By Paul P. Murphy, Tim Lister and Rob Picheta, CNN

New video has emerged online showing Russian military vehicles inside a turbine hall connected to a nuclear reactor at Ukraine’s Zaporizhzhia nuclear power plant, where intensified shelling has fueled fears of a nuclear disaster.

CNN has geolocated and confirmed the authenticity of the video, which began circulating on social media Thursday. It’s unclear when the video was taken.

The footage shows one of the six turbine rooms located on the western side of the nuclear plant, located in the southeastern city of Enerhodar. Each turbine hall is connected and built into a large building that houses a nuclear reactor.

The vehicles, which appear to be standard Russian military trucks, are sitting in the far western edge of the building on the ground floor, just over 400 feet (130 meters) from the reactor.

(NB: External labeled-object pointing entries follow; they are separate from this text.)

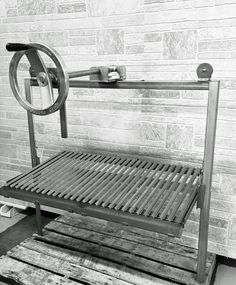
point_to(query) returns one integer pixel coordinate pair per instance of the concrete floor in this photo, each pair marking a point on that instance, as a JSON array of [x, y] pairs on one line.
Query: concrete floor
[[225, 275]]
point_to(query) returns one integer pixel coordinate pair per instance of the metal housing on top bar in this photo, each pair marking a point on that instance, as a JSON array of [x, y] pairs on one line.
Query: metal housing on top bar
[[148, 194]]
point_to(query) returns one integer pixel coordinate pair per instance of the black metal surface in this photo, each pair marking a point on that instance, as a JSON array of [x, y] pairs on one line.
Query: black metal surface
[[140, 188], [34, 157]]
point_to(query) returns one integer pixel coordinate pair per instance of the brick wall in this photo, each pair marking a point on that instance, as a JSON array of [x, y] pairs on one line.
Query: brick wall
[[155, 39]]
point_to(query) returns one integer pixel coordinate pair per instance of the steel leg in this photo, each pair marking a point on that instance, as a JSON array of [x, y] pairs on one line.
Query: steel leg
[[207, 178], [38, 219]]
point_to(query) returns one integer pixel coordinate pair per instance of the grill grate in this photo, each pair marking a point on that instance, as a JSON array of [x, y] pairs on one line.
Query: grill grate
[[138, 186]]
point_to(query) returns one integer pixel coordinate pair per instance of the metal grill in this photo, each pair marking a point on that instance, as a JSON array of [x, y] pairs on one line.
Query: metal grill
[[133, 185]]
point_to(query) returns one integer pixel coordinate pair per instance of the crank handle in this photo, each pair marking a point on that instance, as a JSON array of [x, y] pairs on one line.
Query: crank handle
[[17, 47]]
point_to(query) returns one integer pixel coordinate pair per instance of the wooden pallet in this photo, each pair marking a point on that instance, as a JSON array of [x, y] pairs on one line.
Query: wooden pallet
[[84, 250]]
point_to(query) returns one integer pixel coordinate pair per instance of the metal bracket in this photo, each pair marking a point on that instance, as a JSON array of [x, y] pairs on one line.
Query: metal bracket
[[204, 72], [201, 196], [109, 73]]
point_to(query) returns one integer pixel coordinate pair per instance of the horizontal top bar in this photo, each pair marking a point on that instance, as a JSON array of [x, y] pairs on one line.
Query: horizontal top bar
[[159, 85]]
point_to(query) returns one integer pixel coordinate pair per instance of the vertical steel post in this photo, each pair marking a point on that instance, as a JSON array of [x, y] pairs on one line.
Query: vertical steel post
[[63, 121], [38, 218], [34, 157], [211, 121]]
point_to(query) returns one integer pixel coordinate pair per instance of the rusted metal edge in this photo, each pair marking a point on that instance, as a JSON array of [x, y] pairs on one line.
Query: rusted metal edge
[[147, 223]]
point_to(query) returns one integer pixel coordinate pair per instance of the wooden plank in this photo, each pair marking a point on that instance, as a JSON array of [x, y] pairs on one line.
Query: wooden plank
[[63, 267], [139, 263], [129, 234], [132, 247], [107, 267], [26, 274]]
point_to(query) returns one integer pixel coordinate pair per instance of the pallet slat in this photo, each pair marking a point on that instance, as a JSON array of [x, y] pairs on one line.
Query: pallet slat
[[26, 274], [127, 259], [67, 268], [102, 265], [128, 234], [90, 251]]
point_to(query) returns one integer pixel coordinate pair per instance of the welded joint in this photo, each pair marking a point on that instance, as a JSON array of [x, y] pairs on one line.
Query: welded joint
[[201, 196]]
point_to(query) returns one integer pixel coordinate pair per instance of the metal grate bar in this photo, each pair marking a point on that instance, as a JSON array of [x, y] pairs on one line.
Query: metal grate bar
[[189, 200], [120, 199], [174, 195], [33, 180], [81, 172], [107, 196], [133, 192], [116, 194], [98, 179], [111, 182], [35, 170], [144, 191], [144, 188], [94, 195], [183, 194], [79, 169], [165, 186], [80, 186], [49, 175], [155, 186], [160, 201], [60, 178]]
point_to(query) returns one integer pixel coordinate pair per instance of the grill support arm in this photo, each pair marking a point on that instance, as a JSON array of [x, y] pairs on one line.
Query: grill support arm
[[211, 122]]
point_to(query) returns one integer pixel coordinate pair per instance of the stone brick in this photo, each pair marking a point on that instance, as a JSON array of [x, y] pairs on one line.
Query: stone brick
[[157, 1], [222, 45], [50, 38], [180, 45], [134, 39], [8, 150], [3, 11], [107, 7], [232, 228], [74, 7], [31, 7], [11, 12], [166, 94], [156, 47], [88, 40], [123, 20], [134, 49], [110, 41], [4, 134], [152, 37], [152, 131], [228, 184], [179, 137]]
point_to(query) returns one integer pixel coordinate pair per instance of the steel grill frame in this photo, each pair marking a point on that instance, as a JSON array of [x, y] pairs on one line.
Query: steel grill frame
[[147, 194], [86, 177]]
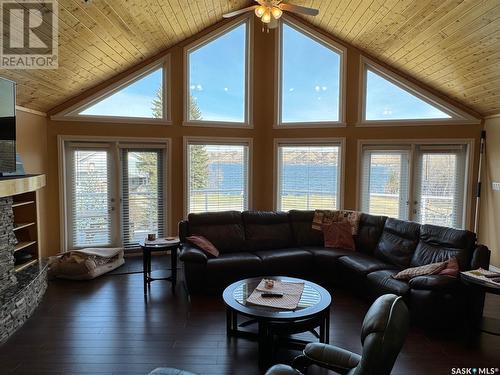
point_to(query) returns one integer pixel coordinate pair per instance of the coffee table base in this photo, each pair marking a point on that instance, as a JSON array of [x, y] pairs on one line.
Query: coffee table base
[[270, 333]]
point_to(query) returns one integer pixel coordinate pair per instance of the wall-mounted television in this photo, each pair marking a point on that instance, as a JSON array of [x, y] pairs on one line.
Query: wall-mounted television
[[7, 126]]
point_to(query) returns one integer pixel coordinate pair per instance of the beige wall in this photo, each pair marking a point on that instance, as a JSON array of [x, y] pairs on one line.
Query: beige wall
[[489, 232], [262, 133], [32, 146]]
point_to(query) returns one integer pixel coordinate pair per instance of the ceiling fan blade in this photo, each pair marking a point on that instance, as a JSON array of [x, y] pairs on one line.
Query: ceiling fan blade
[[299, 9], [273, 24], [240, 11]]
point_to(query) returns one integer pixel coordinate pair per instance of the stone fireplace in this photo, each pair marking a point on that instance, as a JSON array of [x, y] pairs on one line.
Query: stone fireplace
[[7, 243], [23, 274]]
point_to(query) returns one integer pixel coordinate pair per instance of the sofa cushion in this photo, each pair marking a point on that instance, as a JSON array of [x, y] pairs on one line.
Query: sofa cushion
[[452, 268], [304, 234], [223, 229], [382, 282], [203, 244], [230, 267], [192, 254], [267, 230], [289, 261], [363, 264], [425, 270], [369, 232], [434, 282], [398, 242], [439, 244], [339, 236]]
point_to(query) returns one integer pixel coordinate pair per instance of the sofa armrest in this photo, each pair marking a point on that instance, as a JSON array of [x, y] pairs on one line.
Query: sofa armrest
[[332, 357], [192, 254], [434, 282], [480, 258]]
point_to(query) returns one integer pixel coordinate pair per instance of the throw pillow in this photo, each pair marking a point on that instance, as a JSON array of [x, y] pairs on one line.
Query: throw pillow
[[339, 236], [425, 270], [203, 244], [326, 217], [452, 268], [351, 217]]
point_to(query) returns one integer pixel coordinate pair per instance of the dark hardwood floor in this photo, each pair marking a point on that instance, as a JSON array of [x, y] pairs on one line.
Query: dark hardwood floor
[[105, 327]]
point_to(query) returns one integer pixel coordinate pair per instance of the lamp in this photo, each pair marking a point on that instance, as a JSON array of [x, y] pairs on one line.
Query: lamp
[[260, 10], [276, 12], [266, 17]]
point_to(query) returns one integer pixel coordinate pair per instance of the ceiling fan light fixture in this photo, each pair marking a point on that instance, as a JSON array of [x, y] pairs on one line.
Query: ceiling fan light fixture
[[260, 10], [276, 12], [266, 17]]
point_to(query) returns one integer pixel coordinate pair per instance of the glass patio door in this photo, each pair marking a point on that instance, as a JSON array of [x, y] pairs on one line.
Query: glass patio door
[[439, 190], [92, 196]]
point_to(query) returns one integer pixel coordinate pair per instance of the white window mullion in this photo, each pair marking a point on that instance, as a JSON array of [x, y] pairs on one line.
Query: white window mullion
[[143, 197], [384, 181], [218, 174], [440, 192], [90, 212], [309, 175]]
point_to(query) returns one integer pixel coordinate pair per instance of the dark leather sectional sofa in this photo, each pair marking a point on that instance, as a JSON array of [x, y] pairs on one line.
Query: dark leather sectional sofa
[[254, 243]]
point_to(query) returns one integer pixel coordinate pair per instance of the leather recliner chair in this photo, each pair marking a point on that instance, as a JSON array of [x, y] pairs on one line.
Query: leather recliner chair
[[383, 334]]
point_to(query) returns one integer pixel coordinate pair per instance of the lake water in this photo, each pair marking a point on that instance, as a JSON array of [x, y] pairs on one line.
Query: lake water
[[297, 178]]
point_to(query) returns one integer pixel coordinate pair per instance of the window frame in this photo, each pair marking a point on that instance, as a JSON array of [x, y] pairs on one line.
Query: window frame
[[457, 116], [328, 141], [123, 142], [385, 144], [246, 19], [236, 141], [326, 42], [72, 113]]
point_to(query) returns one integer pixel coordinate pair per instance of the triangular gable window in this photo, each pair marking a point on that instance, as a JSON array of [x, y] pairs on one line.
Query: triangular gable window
[[217, 79], [141, 98], [391, 99]]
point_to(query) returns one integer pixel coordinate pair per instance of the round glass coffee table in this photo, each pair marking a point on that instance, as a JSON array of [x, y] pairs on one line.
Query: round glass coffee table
[[311, 314]]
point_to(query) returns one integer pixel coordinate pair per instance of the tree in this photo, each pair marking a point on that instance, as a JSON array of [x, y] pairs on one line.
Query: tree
[[199, 155], [392, 184], [157, 106]]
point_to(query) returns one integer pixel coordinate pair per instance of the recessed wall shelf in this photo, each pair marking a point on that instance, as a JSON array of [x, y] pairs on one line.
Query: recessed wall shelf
[[18, 226], [24, 265], [19, 204], [23, 244]]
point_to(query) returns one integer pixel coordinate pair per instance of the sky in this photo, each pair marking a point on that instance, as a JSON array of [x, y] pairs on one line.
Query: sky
[[310, 85], [385, 100], [217, 77], [131, 101]]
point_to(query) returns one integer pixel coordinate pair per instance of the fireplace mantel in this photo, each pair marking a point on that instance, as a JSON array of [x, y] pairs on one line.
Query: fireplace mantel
[[14, 185]]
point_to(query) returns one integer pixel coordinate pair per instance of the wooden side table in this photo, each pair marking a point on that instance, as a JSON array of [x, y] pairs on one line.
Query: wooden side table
[[147, 249], [488, 325]]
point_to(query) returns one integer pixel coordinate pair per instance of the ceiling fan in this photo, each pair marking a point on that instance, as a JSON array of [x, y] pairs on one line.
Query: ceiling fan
[[270, 11]]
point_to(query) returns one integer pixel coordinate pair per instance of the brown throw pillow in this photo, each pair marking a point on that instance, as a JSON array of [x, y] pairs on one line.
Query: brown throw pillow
[[452, 268], [351, 217], [428, 269], [203, 244], [326, 217], [339, 236]]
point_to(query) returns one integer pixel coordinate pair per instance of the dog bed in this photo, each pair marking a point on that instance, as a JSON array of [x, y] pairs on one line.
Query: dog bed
[[86, 264]]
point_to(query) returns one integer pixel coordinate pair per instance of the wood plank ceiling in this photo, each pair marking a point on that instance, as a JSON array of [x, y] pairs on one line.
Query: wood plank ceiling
[[452, 46]]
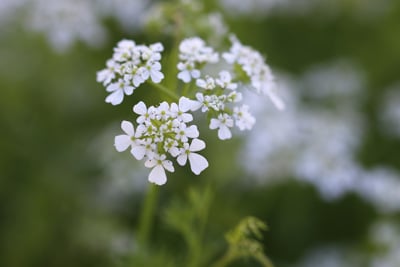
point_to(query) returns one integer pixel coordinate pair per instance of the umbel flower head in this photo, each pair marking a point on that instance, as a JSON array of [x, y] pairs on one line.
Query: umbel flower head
[[161, 134], [130, 66]]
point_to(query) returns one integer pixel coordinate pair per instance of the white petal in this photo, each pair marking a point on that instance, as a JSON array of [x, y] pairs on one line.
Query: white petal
[[186, 104], [128, 128], [157, 175], [197, 145], [186, 117], [192, 131], [195, 74], [184, 76], [115, 98], [128, 90], [156, 76], [224, 133], [138, 152], [182, 159], [168, 165], [150, 163], [140, 108], [112, 87], [276, 100], [122, 142], [214, 124], [198, 163]]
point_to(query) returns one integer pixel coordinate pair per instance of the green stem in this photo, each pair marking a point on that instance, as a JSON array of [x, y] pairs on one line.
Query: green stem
[[165, 90], [147, 215], [224, 261]]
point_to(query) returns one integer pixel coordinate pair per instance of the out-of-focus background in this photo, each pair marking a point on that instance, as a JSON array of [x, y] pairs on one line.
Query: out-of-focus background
[[324, 174]]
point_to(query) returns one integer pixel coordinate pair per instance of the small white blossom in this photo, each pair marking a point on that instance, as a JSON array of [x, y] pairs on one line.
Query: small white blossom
[[118, 90], [131, 65], [208, 83], [243, 118], [105, 76], [192, 52], [159, 165], [223, 123], [198, 163], [225, 81], [259, 73]]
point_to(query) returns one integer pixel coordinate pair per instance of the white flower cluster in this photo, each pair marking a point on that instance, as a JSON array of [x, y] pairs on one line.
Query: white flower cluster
[[216, 98], [193, 53], [161, 132], [130, 66], [253, 65]]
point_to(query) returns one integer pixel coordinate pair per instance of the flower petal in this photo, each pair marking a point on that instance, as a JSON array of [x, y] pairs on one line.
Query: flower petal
[[156, 76], [122, 142], [168, 165], [224, 133], [184, 76], [157, 175], [182, 159], [140, 108], [128, 128], [198, 163], [192, 131], [186, 104], [138, 152], [197, 145], [116, 97]]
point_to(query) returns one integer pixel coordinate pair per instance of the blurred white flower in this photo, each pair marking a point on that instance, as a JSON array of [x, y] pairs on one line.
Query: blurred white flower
[[390, 112]]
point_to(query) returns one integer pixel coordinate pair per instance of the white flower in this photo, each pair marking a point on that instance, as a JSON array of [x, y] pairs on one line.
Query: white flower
[[223, 123], [193, 51], [130, 66], [117, 90], [184, 132], [105, 76], [208, 83], [198, 163], [129, 139], [145, 114], [154, 69], [187, 72], [159, 164], [253, 64], [243, 118], [225, 81], [186, 104]]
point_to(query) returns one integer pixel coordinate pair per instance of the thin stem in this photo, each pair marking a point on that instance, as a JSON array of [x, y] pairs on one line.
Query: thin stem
[[147, 215], [165, 90]]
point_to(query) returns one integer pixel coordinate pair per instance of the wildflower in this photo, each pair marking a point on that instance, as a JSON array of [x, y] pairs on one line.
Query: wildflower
[[159, 164], [243, 118], [225, 81], [223, 123], [118, 90], [255, 68], [131, 65], [197, 162], [192, 52]]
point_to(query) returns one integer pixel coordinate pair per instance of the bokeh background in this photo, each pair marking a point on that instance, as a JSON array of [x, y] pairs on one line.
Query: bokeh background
[[324, 174]]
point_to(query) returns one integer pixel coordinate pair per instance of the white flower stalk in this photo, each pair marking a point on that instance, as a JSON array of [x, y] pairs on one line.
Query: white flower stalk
[[130, 66], [192, 53], [198, 163], [223, 123], [257, 71], [163, 132]]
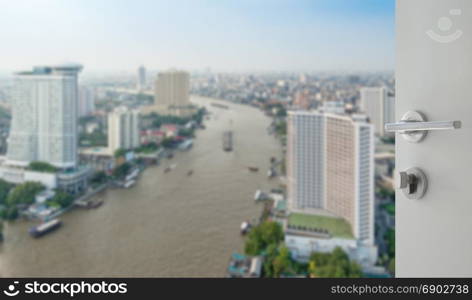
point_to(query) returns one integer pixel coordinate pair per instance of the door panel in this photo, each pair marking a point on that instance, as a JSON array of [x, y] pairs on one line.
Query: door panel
[[434, 77]]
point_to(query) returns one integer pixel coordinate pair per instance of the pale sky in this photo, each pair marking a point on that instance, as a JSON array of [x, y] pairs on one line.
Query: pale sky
[[237, 35]]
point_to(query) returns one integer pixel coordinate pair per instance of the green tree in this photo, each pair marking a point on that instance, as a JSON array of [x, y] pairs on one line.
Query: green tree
[[185, 132], [271, 254], [24, 193], [62, 198], [98, 177], [263, 235], [390, 240], [167, 142], [282, 262], [5, 188], [391, 266], [122, 170], [334, 264], [120, 152]]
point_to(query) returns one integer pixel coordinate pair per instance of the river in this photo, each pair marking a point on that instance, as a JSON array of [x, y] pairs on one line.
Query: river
[[168, 224]]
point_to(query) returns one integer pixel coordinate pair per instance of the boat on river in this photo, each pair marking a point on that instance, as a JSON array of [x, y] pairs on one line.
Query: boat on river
[[44, 228], [227, 140]]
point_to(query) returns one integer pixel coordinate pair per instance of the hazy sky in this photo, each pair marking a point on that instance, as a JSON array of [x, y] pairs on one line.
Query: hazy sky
[[238, 35]]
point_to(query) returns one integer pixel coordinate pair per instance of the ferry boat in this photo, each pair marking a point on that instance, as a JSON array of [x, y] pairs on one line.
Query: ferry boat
[[129, 184], [44, 228], [133, 175], [227, 140], [245, 227], [219, 105]]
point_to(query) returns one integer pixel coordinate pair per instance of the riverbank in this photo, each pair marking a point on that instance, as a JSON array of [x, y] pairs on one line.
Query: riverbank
[[168, 224]]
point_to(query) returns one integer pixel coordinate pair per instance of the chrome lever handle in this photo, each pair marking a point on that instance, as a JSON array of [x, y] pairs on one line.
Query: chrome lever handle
[[416, 125], [413, 126]]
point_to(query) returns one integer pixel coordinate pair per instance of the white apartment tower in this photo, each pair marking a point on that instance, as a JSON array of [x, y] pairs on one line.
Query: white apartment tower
[[172, 88], [330, 168], [44, 116], [123, 129], [86, 101], [141, 78], [378, 106]]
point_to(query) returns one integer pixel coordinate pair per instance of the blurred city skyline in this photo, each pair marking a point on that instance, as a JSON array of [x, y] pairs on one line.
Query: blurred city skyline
[[243, 36]]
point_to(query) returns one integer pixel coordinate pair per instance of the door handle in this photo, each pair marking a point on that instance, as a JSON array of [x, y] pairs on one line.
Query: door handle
[[413, 126]]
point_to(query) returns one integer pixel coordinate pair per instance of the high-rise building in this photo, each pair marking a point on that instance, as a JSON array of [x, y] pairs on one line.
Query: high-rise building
[[141, 78], [330, 168], [172, 88], [172, 94], [44, 116], [123, 129], [86, 101], [378, 107]]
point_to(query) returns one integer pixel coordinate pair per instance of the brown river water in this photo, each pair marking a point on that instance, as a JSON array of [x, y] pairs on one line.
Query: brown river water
[[168, 224]]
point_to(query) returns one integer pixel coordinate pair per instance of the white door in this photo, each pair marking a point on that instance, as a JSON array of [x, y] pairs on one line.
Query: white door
[[434, 77]]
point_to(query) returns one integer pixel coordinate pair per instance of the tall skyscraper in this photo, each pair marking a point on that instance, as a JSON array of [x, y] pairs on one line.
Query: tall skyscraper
[[172, 88], [330, 168], [172, 94], [86, 101], [141, 78], [123, 129], [44, 116], [378, 107]]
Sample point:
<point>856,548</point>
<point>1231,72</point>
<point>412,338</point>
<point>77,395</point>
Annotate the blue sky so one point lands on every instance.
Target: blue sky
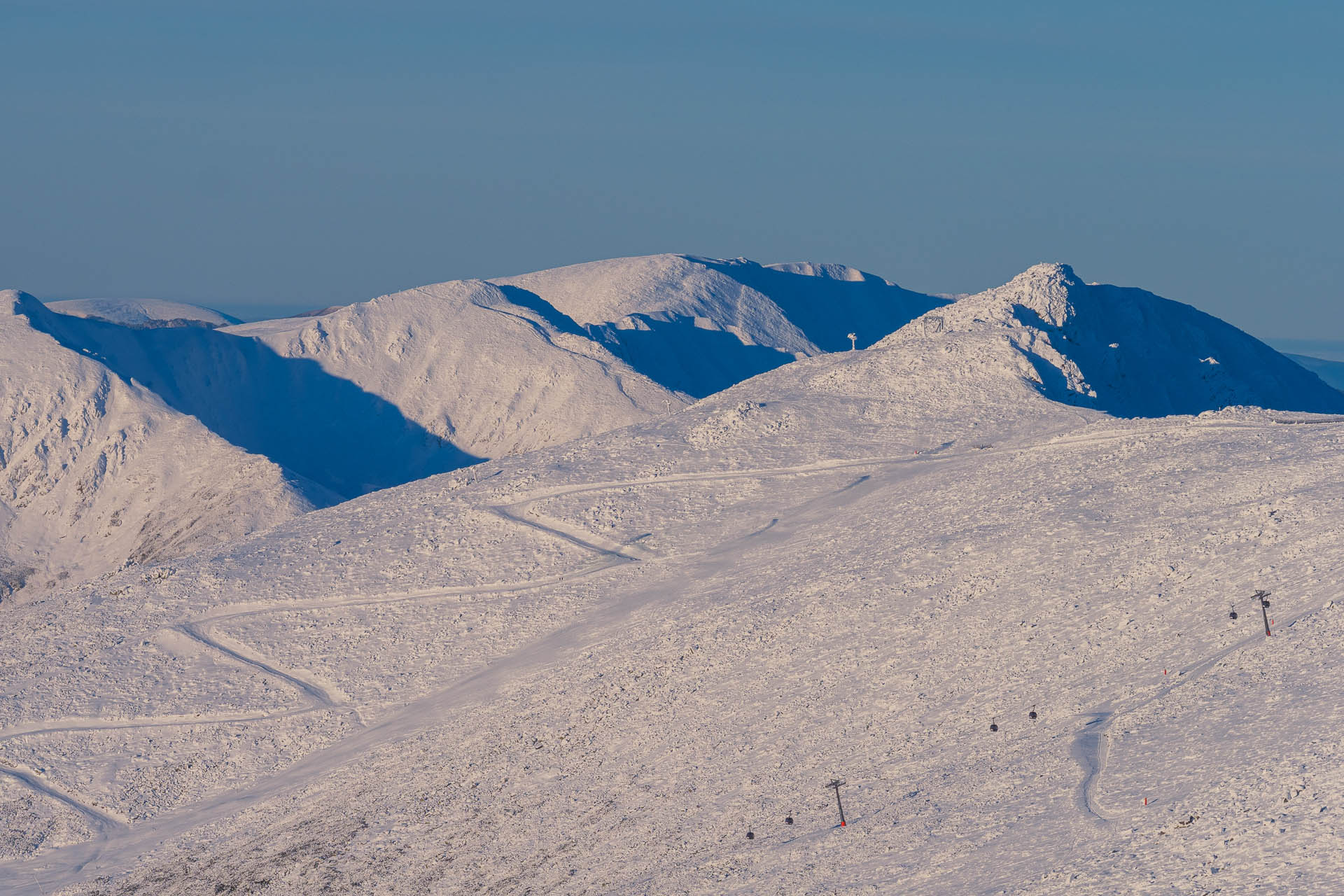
<point>265,158</point>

At least five vehicles — with one clearly marked with the pro-war symbol “Z” — are seen in the video, with at least two tent-like structures nearby. There are a number of assorted pallets near the vehicles.

It’s unclear from the video whether the pallets and tent-like structures are part of the Russian military or are related to power plant operations.

Moscow has previously said the only military equipment at the plant is related to guard duties. On Thursday, the Russian Ministry of Defense claimed that satellite imagery, “shows that weapons, especially heavy ones, are not placed on the territory of this station.”

CNN reached out to the Russian Defense Ministry for comment on what is inside and around the military vehicles in the turbine room, but did not immediately receive a response.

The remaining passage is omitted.